Type a new keyword(s) and press Enter to search

Learning

 

            Learning is a relatively permanent change in an organisms behavior due to experience. What is learnable we can potentially teach. Experience is key to learning. Through associative learning we come to link certain events. The process of learning association between events is called conditioning.
             Associative learning had been discussed for centuries, it remained, for Ivan Pavlov, to capture the phenomenon of classical conditioning. Pavlov repeatedly presented a neutral stimulus, just before an unconditioned stimulus, triggered an unconditioned response. After several repetitions, the stimulus alone began triggering a conditioned response. Further experiments on acquisition revealed that classical conditioning was usually greatest when the CS was presented just before the UCS, thus preparing the organism for what was comming.
             The first stage in response learning involves the association of the CS with the US. Responses are subsequently weakened if they are not reinforced, but they may reappear after a pause, response may be triggered by stimuli similar to the conditioned stimulus, but not by a dissimilar stimuli.
             The behaviorists optimism that learning principles would generalize from one response to another and from one species to another has been tempered.
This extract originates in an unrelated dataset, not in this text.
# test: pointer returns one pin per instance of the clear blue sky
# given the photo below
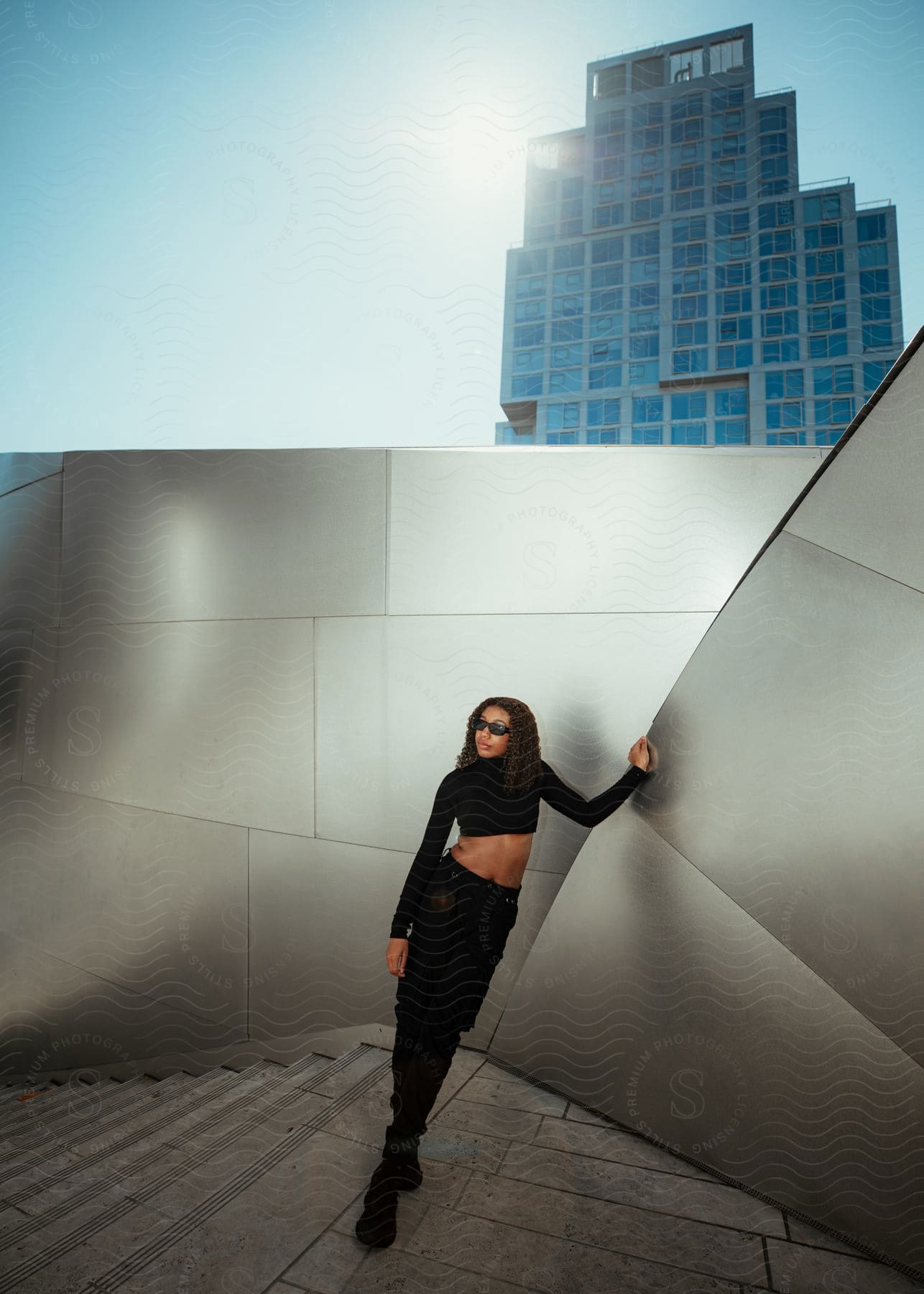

Conditioning principles we know are cognitively and biologically constrained. In classical conditioning, animals learn when to expect an unconditioned stimulus. Moreover biological predispositions make learning some associations easier than learning others. For example Rats are biologically predisposed to learn associations between a peculiar taste and a sickness. They will avoid the drink with that taste. They do not learn to avoid a sickening drink announced by a noise.
             Pavlov's conditioning principles generalize to many species and are applicable to humans, especially to learning of emotions, such as fear. His objective methods illustrated how psychology could proceed as a science.